Hillbilly Elegy Is Terrible Award Bait, Bless Its Heart
Photos Courtesy of Lacey Terrell/Netflix
Hillbilly Elegy wears me the hell out. Without reading the source material, it’s hard to say if screenwriter Vanessa Taylor’s adaptation of J.D. Vance’s bootstrap-yanking memoir turns the jumble of adolescent Appalachian upbringing and Hollywood shorthand into a flat, scattered, and trite narrative or if it’s doing it backhanded justice. The story of J.D.’s imperfect childhood and Ivy League aspirations—forced back together by his mother’s heroin overdose (when he has a big interview coming up too!) after his initial escape to Yale—comes decorated in poverty cosplay and wielding a misguided sense of superiority.
Muddled and dull, cutting back and forth haphazardly across two timelines, Hillbilly Elegy tries to convey the hardship faced by J.D. and his family while patting him on the back for not letting them drag him down. It portrays an unreasonable world run by uncooperative doctors and lawyers, while ogling its disapproving camera on any person that looks like they might make less than six figures. It proudly stumps for Real America and its values (“hill people” have respect, J.D.’s Mamaw notes, unlike SOME people) while filming them like it’s visiting a zoo.
Hypocritical in both its overarching themes and its line-by-line dialogue, director Ron Howard’s film feels false from the jump. When a movie called Hillbilly Elegy gets mad at someone referring to “rednecks,” both Jeff Foxworthy and all the joke-filled Facebook pages my Arkansas relatives follow are gonna call bullshit. The movie can’t quite figure out who it hates. Is it the urbanites that don’t know the joys of a fried bologna sandwich? Or is it the yokels it deems too stupid, unambitious, or drug-addled to leave them behind? The result is a gray, aimlessly shambling, Oscar-hungry monster cobbled together by a mad scientist wearing fake “Billy Bob” teeth.
The awards thirst is palpable from the swelling string score to the closing based-on-a-true-story photo montage—not to mention the casting that didn’t even seem to refer to the script. Glenn Close’s Mamaw is supposed to be just 13 years older than Amy Adams’ Bev? Really? Both tragically bewigged performers go big in roles almost parodically perfect for the perennial Oscar hopefuls, always reminding us that yes, it really is them in those Walmart T-shirts. Adams is unhinged in a sad way, while Close stretches actorly affectations as thin as the wisdom she’s asked to dispense. Her aphorisms and exclamations are just the absurd starting point for a character with more constipated grimaces than personality. At least Gabriel Basso’s cardboard J.D. looks a lot like Owen Asztalos, who plays his younger self with a tiny bit more life.
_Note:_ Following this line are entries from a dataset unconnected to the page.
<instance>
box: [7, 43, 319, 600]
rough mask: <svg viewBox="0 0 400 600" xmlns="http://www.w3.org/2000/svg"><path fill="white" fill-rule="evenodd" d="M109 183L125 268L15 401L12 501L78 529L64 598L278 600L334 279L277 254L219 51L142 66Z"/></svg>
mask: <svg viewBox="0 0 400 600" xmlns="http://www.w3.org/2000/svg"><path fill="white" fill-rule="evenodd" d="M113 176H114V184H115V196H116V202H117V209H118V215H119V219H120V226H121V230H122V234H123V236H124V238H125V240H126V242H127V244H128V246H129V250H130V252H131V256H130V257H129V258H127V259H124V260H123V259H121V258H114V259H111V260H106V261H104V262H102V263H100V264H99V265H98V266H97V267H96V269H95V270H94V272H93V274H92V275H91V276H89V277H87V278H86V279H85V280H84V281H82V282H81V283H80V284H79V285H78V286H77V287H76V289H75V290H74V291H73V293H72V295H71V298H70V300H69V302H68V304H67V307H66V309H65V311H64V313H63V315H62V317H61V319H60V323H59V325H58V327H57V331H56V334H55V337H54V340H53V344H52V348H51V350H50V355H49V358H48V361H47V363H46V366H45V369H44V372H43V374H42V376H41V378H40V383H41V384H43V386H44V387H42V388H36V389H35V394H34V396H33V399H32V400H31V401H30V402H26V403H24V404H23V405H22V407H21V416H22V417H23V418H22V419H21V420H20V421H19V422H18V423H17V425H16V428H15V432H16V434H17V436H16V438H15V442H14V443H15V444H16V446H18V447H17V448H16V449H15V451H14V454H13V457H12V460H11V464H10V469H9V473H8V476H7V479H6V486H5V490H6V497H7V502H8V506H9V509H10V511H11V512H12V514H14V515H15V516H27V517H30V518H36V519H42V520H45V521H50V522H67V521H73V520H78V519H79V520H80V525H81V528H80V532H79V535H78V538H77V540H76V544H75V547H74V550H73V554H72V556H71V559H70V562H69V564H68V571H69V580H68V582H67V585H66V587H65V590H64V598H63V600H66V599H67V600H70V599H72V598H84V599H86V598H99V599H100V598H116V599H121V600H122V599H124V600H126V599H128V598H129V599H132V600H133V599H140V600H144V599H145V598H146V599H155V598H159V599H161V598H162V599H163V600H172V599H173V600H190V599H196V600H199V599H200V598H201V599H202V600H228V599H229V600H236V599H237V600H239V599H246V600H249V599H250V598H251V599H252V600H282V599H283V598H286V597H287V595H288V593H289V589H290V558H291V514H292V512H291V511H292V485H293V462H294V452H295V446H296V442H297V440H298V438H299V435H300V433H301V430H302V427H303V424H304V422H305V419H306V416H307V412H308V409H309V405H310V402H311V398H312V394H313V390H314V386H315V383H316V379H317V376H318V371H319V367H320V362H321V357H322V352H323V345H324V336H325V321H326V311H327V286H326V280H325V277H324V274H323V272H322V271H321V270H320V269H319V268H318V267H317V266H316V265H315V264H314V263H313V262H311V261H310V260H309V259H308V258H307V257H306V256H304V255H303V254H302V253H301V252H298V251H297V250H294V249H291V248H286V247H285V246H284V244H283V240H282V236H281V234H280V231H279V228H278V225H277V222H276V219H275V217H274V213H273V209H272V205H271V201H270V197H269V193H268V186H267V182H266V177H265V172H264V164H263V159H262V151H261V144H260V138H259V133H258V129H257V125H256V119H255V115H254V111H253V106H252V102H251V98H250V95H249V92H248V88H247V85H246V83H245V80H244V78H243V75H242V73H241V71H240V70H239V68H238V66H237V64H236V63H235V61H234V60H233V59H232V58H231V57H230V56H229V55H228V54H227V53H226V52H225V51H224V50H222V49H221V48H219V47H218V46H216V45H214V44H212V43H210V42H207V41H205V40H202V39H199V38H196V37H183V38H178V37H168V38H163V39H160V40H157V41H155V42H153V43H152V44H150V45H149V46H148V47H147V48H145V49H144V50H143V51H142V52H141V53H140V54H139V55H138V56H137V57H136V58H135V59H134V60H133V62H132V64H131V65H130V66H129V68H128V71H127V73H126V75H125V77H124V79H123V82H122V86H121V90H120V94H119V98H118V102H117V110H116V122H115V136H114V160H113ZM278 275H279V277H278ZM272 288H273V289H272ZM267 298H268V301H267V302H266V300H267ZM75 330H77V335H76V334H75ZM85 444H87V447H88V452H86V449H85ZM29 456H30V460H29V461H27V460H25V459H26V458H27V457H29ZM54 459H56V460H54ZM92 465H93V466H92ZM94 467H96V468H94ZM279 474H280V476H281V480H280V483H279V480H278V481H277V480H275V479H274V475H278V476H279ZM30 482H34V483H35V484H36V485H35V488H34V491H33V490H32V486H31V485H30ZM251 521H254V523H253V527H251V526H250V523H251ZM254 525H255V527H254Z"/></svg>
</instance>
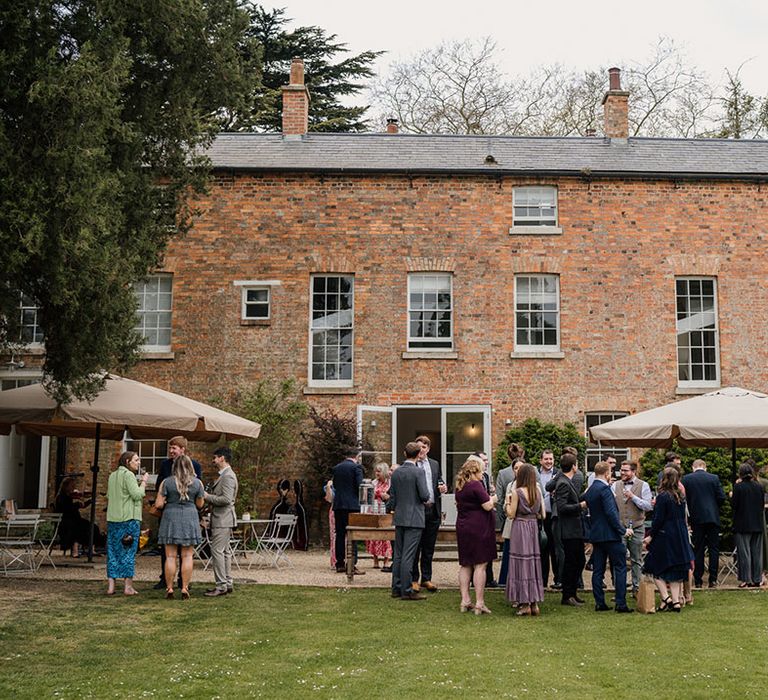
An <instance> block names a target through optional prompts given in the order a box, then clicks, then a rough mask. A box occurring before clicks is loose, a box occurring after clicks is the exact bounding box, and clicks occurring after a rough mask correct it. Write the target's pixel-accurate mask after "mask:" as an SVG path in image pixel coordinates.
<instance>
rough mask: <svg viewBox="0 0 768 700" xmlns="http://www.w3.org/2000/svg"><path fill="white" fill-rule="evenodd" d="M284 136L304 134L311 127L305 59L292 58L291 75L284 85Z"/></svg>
mask: <svg viewBox="0 0 768 700" xmlns="http://www.w3.org/2000/svg"><path fill="white" fill-rule="evenodd" d="M282 90H283V136H303V135H304V134H306V133H307V131H308V129H309V90H307V87H306V85H304V61H302V60H301V59H300V58H294V59H292V60H291V76H290V80H289V84H288V85H283V88H282Z"/></svg>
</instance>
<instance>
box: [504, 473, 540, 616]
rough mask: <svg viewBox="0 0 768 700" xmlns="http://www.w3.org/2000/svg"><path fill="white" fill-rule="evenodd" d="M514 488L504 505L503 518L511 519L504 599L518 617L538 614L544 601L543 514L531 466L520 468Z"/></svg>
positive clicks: (537, 476)
mask: <svg viewBox="0 0 768 700" xmlns="http://www.w3.org/2000/svg"><path fill="white" fill-rule="evenodd" d="M515 486H516V487H515V489H514V490H511V491H510V492H509V495H508V496H507V499H506V501H505V503H504V509H505V511H506V513H507V517H508V518H512V519H513V520H512V530H511V532H510V536H509V575H508V576H507V600H508V601H509V602H511V603H512V602H516V603H517V604H518V606H519V610H518V611H517V614H518V615H538V614H539V603H540V602H541V601H543V600H544V583H543V581H542V578H541V552H540V549H539V524H538V520H539V519H542V518H544V512H545V511H544V498H543V496H542V494H541V487H540V486H539V479H538V475H537V473H536V468H535V467H534V466H533V465H531V464H523V465H521V466H520V468H519V469H518V470H517V475H516V479H515Z"/></svg>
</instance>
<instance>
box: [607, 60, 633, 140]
mask: <svg viewBox="0 0 768 700" xmlns="http://www.w3.org/2000/svg"><path fill="white" fill-rule="evenodd" d="M608 80H609V84H608V92H606V93H605V97H603V115H604V117H603V118H604V120H605V135H606V136H607V137H608V138H611V139H625V138H627V137H628V136H629V104H628V99H629V92H627V91H626V90H622V89H621V71H620V70H619V69H618V68H609V69H608Z"/></svg>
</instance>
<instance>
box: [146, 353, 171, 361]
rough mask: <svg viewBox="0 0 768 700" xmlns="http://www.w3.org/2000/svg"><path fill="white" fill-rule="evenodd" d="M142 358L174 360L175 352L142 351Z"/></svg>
mask: <svg viewBox="0 0 768 700" xmlns="http://www.w3.org/2000/svg"><path fill="white" fill-rule="evenodd" d="M141 359H142V360H175V359H176V353H175V352H142V353H141Z"/></svg>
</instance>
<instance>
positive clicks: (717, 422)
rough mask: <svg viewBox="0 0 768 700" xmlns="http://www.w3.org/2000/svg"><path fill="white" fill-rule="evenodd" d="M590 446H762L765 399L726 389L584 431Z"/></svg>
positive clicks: (739, 388) (734, 453)
mask: <svg viewBox="0 0 768 700" xmlns="http://www.w3.org/2000/svg"><path fill="white" fill-rule="evenodd" d="M589 433H590V437H591V439H592V441H593V442H599V443H601V444H603V445H613V446H617V447H619V446H621V447H671V445H672V441H673V440H677V442H678V444H679V445H681V446H683V447H693V446H701V447H730V448H731V459H732V466H733V470H734V473H735V471H736V447H737V446H738V447H768V395H767V394H761V393H759V392H757V391H749V390H748V389H740V388H739V387H726V388H724V389H718V390H717V391H712V392H710V393H708V394H702V395H701V396H696V397H694V398H692V399H685V400H683V401H676V402H674V403H670V404H667V405H666V406H659V407H658V408H652V409H650V410H648V411H642V412H640V413H635V414H634V415H631V416H626V417H624V418H619V419H617V420H614V421H611V422H609V423H603V424H601V425H596V426H594V427H593V428H590V429H589Z"/></svg>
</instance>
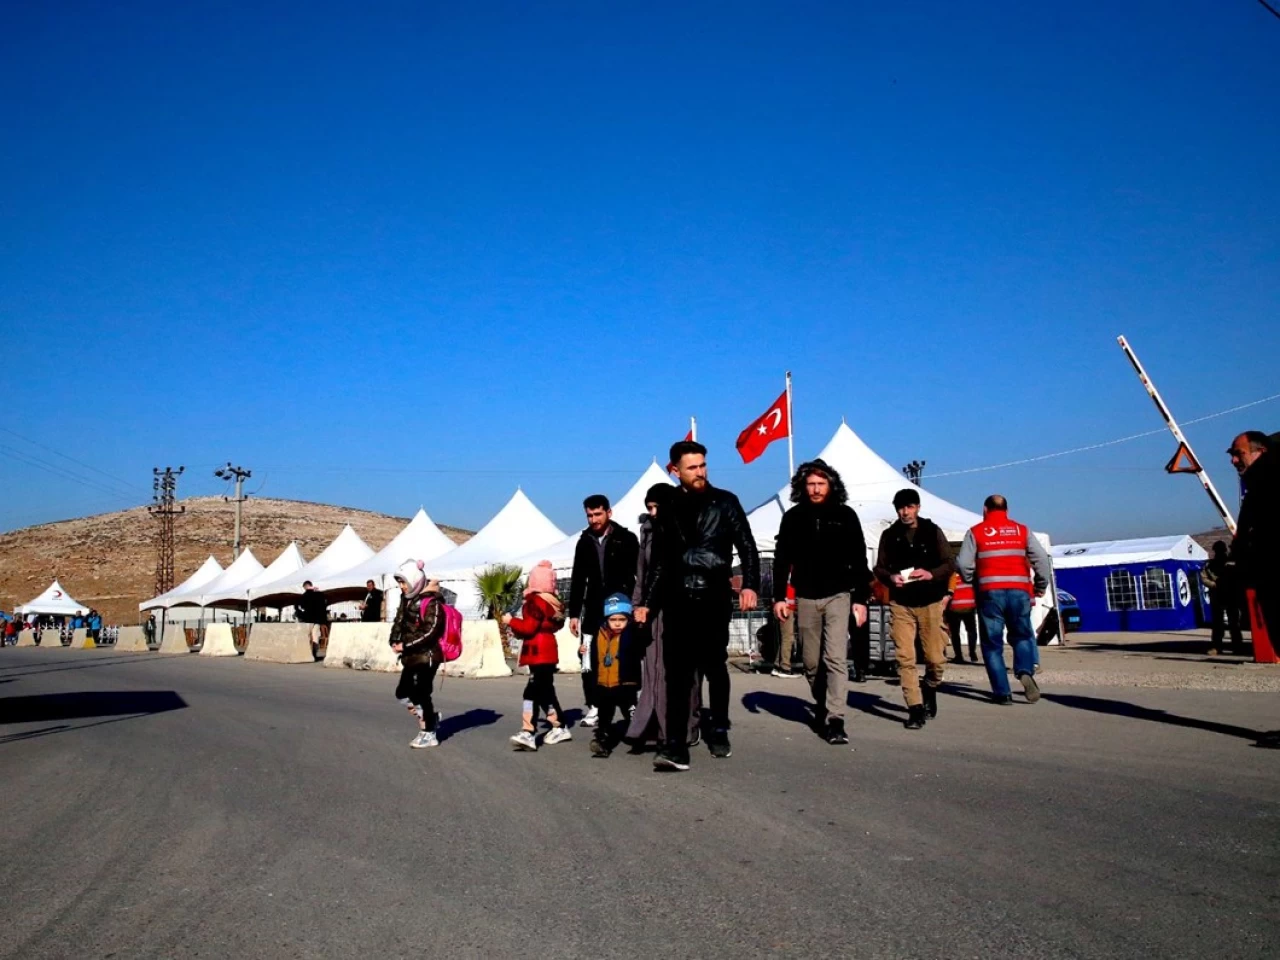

As the central, self-centered, self-loathing, defensive hero, J.D. is lifeless as an adult and one-note as a kid. Banality treated as exceptional is how this film operates. Young J.D. can spout football stats and he likes watching the news, which signals he’s got the ability to escape suburban Ohio. He can decide to be somebody, as Mamaw puts it. Similarly, the film treats such things as watching Terminator 2 on TV or struggling to pay a medical bill as worthy enough moments to get the set piece treatment.